Financial Instruments
In January 2016, the FASB issued ASU 2016‑01 that amended existing guidance to address certain aspects of recognition, measurement, presentation and disclosure of financial instruments. The new guidance requires equity investments (except those accounted for under the equity method of accounting, or those that result in consolidation of the investee) to be measured at fair value with changes in fair value recognized in results of operations. Additionally, certain disclosure requirements and other aspects of accounting for financial instruments changed as a result of the new guidance. In February 2018, the FASB issued ASU 2018‑03 that included technical corrections and improvements to ASU 2016‑01. The Company adopted ASU 2016‑01 and ASU 2018‑03 simultaneously, effective January 1, 2018, and implemented it using a cumulative-effect adjustment between accumulated other comprehensive loss and retained earnings of $0.9 million, offset by an adjustment of $0.2 million related to tax effects, for a net effect of $0.7 million as of the date of adoption. As a result of the adoption of this guidance the change in the fair value of the Company’s equity investments is recognized in the condensed consolidated statements of income rather than the condensed consolidated statements of comprehensive income.
Statement of Cash Flows
In August 2016, the FASB issued ASU 2016‑15, which amended the classification of certain cash receipts and cash payments, to reduce the diversity in how these cash receipts and cash payments are presented and classified in the statement of cash flows.

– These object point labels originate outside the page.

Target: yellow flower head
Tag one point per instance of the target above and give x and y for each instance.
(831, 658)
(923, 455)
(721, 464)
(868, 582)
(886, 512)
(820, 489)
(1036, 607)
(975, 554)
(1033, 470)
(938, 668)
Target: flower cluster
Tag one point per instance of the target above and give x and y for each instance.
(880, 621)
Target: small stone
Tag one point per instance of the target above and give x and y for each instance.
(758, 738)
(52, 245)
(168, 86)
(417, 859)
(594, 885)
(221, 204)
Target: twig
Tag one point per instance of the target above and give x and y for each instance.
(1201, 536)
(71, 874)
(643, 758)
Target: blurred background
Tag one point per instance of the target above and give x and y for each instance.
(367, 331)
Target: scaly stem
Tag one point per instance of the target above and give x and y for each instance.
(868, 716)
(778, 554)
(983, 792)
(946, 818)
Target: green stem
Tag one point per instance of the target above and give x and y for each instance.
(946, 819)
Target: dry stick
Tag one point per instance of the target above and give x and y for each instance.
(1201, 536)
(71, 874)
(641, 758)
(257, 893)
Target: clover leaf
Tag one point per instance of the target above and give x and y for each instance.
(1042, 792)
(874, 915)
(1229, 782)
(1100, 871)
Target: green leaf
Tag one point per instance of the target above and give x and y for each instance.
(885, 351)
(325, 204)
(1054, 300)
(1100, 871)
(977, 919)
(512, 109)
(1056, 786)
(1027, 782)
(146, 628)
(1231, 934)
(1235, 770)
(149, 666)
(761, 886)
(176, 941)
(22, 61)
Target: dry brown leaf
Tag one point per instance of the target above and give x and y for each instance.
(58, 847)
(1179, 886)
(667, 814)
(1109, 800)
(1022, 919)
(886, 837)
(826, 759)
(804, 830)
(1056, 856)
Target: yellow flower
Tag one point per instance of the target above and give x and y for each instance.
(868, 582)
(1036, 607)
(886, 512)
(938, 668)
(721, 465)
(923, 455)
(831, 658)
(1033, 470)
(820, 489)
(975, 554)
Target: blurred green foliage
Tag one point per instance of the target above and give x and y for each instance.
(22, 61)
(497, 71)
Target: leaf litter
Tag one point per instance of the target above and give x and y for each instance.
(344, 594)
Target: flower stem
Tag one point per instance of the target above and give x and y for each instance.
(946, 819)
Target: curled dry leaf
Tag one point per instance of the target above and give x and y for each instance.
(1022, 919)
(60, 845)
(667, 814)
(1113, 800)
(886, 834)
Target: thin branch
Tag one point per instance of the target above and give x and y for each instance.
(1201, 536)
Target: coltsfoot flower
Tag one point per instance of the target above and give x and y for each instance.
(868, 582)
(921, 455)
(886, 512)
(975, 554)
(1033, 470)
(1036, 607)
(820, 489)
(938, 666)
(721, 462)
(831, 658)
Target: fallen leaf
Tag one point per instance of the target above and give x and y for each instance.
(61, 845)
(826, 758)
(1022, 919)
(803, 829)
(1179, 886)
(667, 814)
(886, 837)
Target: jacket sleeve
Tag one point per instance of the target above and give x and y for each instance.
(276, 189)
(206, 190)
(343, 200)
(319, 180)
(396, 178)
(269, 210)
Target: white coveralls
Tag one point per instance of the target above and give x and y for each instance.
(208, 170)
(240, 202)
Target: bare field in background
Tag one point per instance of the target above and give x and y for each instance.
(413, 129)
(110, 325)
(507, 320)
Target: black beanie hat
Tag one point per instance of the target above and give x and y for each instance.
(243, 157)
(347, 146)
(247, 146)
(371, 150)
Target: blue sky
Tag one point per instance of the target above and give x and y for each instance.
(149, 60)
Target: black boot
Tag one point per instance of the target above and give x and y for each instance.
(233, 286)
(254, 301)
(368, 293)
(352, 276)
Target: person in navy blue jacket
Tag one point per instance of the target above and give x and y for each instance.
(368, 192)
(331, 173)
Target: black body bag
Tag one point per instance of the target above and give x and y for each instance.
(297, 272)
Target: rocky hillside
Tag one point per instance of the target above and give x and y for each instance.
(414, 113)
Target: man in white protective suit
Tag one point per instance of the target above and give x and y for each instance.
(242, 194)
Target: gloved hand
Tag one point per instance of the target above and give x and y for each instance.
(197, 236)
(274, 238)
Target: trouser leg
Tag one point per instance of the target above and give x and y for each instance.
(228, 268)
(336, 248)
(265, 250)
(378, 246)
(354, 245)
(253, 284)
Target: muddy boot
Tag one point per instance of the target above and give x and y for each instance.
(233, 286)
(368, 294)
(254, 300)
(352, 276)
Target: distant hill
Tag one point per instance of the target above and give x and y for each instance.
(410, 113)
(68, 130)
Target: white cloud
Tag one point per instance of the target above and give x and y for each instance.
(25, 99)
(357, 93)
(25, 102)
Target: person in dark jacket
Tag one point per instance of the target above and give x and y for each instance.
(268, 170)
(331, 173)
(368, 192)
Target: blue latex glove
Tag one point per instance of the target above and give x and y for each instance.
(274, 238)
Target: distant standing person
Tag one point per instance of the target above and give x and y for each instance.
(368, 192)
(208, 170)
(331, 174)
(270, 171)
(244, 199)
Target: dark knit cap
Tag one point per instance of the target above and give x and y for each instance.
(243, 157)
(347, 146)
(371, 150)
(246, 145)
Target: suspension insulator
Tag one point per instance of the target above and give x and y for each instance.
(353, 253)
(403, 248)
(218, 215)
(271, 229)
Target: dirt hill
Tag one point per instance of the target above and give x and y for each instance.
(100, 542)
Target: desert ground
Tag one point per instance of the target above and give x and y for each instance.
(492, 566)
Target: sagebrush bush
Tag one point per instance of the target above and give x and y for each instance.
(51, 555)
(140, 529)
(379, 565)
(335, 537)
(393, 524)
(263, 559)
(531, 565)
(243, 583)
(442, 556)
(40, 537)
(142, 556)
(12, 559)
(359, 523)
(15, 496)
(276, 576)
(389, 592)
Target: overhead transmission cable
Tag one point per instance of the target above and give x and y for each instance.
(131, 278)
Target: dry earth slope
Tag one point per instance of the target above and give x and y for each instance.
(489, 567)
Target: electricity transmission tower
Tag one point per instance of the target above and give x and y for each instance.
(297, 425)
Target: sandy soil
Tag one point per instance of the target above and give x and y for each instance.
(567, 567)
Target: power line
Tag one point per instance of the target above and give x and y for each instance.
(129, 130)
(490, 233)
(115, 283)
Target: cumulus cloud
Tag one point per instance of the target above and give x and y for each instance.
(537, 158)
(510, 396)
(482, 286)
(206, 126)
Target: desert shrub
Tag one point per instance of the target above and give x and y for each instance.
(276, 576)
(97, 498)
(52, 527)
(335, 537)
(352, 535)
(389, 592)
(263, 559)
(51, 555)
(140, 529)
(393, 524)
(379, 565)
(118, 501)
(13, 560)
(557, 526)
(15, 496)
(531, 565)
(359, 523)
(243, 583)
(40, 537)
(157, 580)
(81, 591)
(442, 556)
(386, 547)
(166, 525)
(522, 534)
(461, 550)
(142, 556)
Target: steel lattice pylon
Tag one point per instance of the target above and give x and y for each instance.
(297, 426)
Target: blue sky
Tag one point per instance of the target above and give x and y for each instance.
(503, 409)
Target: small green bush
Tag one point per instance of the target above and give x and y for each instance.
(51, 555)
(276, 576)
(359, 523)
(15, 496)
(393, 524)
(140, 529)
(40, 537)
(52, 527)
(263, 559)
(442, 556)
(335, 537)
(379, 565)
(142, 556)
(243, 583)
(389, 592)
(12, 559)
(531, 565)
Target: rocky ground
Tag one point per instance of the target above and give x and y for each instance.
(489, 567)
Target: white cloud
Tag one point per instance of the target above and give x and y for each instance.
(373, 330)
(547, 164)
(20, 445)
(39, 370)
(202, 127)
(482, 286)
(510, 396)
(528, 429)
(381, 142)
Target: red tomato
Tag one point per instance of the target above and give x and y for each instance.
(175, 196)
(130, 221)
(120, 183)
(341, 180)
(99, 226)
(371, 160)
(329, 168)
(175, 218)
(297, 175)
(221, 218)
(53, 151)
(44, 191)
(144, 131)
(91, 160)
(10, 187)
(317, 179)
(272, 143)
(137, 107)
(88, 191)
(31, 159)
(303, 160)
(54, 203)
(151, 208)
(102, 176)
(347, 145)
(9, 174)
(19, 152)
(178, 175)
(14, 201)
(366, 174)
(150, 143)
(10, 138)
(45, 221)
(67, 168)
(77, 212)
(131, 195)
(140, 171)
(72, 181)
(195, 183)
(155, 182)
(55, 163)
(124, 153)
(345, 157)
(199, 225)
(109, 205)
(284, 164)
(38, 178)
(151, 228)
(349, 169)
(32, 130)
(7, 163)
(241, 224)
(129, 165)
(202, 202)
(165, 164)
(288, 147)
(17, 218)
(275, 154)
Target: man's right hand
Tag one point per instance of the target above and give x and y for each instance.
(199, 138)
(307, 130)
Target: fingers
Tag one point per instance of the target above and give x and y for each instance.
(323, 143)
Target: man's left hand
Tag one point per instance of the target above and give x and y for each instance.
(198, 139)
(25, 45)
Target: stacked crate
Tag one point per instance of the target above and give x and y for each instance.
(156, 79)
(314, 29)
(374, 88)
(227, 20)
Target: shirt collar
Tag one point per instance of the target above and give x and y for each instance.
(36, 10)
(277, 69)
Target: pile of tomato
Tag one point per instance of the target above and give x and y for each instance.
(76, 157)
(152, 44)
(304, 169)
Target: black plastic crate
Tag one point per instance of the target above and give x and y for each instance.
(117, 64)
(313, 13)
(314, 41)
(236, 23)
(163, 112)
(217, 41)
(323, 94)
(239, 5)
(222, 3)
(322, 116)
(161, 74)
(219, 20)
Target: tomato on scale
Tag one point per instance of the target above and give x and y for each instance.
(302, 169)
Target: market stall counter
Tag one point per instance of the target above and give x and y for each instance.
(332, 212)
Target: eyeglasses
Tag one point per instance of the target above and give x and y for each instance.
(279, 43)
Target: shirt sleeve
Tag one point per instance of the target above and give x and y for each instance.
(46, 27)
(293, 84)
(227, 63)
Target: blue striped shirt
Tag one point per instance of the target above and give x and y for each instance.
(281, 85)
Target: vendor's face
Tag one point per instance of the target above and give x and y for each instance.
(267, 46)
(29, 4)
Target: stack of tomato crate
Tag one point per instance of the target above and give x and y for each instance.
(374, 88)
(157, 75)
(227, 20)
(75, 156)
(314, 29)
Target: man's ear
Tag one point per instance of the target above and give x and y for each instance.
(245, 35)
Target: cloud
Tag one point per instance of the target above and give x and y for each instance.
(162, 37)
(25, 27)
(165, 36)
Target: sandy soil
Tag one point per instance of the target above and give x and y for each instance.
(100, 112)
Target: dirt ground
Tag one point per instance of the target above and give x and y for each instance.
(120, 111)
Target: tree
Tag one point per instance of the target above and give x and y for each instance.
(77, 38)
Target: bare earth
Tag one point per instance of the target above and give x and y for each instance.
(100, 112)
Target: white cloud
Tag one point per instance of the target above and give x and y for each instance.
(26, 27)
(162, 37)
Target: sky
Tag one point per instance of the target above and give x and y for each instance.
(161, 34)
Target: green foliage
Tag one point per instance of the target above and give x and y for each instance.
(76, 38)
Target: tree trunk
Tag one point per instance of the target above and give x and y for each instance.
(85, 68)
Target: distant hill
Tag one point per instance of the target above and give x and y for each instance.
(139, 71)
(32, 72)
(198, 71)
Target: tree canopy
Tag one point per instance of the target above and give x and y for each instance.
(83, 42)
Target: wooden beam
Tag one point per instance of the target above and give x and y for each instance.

The Company adopted the new guidance as of January 1, 2018. As this guidance only affects the classification within the statement of cash flows, it did not have any impact on the Company’s cash flows.
Statement of Cash Flows - Restricted Cash
In November 2016, the FASB issued ASU 2016‑18, which required that the statement of cash flows explain the change during the period in the total of cash, cash equivalents, and amounts generally described as restricted cash or restricted cash equivalents. Therefore, amounts generally described as restricted cash or restricted cash equivalents should be included with cash and cash equivalents when reconciling the beginning-of-period and end-of-period total amounts shown on the statement of cash flows. The Company adopted the new guidance as of January 1, 2018, using a retrospective transition method to each period presented. The adoption of this guidance did not have a material impact on the Company’s cash flows.
Reclassification of Certain Tax Effects from Accumulated Other Comprehensive Income
In February 2018, the FASB issued ASU 2018‑02, which allowed a reclassification from accumulated other comprehensive income to retained earnings for stranded tax effects resulting from the Tax Act. The ASU also required additional disclosures that include a description of the accounting policy for releasing income tax effects from accumulated other comprehensive income, whether the Company elected to reclassify the effects from the Tax Act and information about other tax effects related to the Tax Act that are reclassified from accumulated other comprehensive income to retained earnings, if any. This guidance is effective for fiscal years beginning after December 15, 2018, and interim periods within those fiscal years and should be applied either in the period of adoption or retrospectively to each period in which the effect of the Tax Act is recognized. Early adoption is permitted, including adoption in an interim period. The Company elected to early adopt the new guidance as of January 1, 2018, and implemented it using a
12
cumulative-effect adjustment to retained earnings from accumulated other comprehensive loss of $0.3 million related to unrealized gains and losses on available-for-sale securities as of the date of adoption. The new guidance also required the Company to disclose its policy on accounting for income tax effects in accumulated other comprehensive income (loss). In general, the Company applies the aggregate portfolio method with respect to available-for-sale debt securities.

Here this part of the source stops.